How vcr works, in a lot of details

library(vcr)

The steps

  1. Use either vcr::use_cassette() or vcr::insert_cassette()
  1. If you use vcr::insert_cassette(), make sure to run vcr::eject_cassette() when you’re done to stop recording
  1. When you first run a request with vcr there’s no cached data to use, so we allow HTTP requests until your request is done.
  2. Before we run the real HTTP request, we “stub” the request with webmockr so that future requests will match the stub. This stub is an R6 class with details of the interaction (request + response), but is not on disk.
  3. After the stub is made, we run the real HTTP request.
  4. We then disallow HTTP requests so that if the request is done again we use the cached response
  5. The last thing we do is write the HTTP interaction to disk in a mostly human readable form.

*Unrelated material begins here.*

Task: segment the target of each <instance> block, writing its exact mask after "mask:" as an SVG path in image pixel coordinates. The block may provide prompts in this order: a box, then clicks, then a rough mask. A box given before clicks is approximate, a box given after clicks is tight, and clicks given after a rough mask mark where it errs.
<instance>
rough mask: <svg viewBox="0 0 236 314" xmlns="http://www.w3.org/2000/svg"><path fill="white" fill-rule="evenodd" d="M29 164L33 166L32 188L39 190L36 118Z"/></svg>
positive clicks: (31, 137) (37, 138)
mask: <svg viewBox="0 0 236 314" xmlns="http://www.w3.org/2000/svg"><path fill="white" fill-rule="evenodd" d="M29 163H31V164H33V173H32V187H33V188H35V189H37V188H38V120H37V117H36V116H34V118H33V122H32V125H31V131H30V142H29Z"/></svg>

When you run that request again using vcr::use_cassette() or vcr::insert_cassette():

Of course if you do a different request, even slightly (but depending on which matching format you decided to use), then the request will have no matching stub and no cached response, and then a real HTTP request is done - we then cache it, then subsequent requests will pull from that cached response.

webmockr has adapters for each R client (crul and httr) - so that we actually intercept HTTP requests when webmockr is loaded and the user turns it on. So, webmockr doesn’t actually require an internet or localhost connection at all, but can do its thing just fine by matching on whatever the user requests to match on. In fact, webmockr doesn’t allow real HTTP requests by default, but can be toggled off of course.

The main use case we are going for in vcr is to deal with real HTTP requests and responses, so we allow real HTTP requests when we need to, and turn it off when we don’t.

This gives us a very flexible and powerful framework where we can support webmockr and vcr integration for any number of R clients for HTTP requests and support many different formats serialized to disk.